Part of the reason the food industry is so susceptible to combustible dust incidents is the vast number of ingredients that can cause problems.
It isn’t just the more obvious products, like flour and sugar. Processing ingredients such as alfalfa, hops, lemon pulp, potatoes, and even tomatoes can put a plant at risk of a combustible dust explosion. (For the full list of agricultural products and dusts that can become combustible, view OSHA’s combustible dust poster.)
To help food companies mitigate their risks of combustible dust fires and explosions, the NFPA has issued several codes and standards covering all fire hazards found in food plants and processes. This article reviews the main NFPA codes and standards relevant for fire prevention in the food industry, focusing on guidance related to housekeeping.
**Note: All of these standards are available for purchase on the NFPA website.
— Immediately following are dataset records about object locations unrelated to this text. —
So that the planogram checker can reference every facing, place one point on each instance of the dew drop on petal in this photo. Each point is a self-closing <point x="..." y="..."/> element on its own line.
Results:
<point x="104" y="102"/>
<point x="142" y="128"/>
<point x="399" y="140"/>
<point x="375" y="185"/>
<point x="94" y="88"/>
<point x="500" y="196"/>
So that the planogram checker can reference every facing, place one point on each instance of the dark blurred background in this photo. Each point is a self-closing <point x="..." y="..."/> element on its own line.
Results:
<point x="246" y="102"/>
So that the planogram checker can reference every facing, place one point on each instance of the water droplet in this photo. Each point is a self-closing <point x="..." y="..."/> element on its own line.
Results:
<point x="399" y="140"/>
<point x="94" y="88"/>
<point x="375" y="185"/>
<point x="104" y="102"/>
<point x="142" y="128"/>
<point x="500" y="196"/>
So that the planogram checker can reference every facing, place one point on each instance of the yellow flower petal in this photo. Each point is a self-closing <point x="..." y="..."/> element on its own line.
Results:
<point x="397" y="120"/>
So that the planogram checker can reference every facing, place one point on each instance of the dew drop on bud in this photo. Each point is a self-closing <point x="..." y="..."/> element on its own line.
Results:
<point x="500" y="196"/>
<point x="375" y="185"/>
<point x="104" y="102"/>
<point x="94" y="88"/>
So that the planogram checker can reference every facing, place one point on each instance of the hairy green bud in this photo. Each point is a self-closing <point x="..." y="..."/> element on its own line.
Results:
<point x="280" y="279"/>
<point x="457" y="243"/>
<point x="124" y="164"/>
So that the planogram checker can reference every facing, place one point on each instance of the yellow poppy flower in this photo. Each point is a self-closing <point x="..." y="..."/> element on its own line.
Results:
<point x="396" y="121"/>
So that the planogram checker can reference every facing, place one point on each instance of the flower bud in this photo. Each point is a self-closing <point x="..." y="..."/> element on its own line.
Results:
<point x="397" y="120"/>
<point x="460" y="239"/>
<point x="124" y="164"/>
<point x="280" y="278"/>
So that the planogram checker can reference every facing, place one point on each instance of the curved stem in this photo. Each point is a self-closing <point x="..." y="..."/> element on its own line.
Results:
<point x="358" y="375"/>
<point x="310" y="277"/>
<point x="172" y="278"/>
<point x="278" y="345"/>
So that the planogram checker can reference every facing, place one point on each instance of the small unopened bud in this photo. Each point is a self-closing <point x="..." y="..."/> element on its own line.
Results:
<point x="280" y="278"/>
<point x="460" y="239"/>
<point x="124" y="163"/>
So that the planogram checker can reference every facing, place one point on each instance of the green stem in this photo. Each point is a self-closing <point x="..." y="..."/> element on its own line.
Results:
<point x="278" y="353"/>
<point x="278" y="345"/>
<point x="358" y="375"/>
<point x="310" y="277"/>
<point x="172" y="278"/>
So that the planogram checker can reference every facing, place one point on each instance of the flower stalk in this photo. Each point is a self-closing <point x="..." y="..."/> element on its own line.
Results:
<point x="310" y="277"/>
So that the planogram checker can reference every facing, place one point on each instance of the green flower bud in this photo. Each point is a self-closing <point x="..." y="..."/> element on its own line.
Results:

NFPA 61: Standard for the Prevention of Fires and Dust Explosions in Agricultural and Food Processing Facilities
Current edition: 2017
Next edition: 2020
NFPA 61 is the main food industry-specific standard for combustible dusts. It applies to three types of food manufacturing facilities:
- All facilities that handle or process dry agricultural bulk materials, their by-products, or dusts including grains, oilseeds, agricultural seeds, legumes, sugar, flour, spices, feeds, dry dairy/food powders, and other related materials.
- All facilities that manufacture and handle starch.
- Seed preparation and meal-handling systems of oilseed processing plants that are not already covered by NFPA 36: Standard for Solvent Extraction Plants.
Examples of facilities covered by NFPA 61:
- Flour mills
- Wet and dry corn milling
- Dry milk products
- Cereal processing
- Snack food processing
- Chocolate processing
- Sugar refining and processing
This standard is comprehensive, providing guidance for everything from construction and ventilation to heat transfer operations and pneumatic conveying.
NFPA 61 housekeeping guidance
The sections of NFPA that apply specifically to housekeeping are in Chapter 8: Hazard Management: Mitigation and Prevention.
NFPA 61 requires food manufacturers to control airborne combustible dusts generated from all processes, equipment, and material transfer points. The dust must be removed concurrently with operations. The following list summarizes the main requirements.
- Documentation: Food manufacturers are required to have a documented housekeeping program that specifies both the method and the frequency of cleaning.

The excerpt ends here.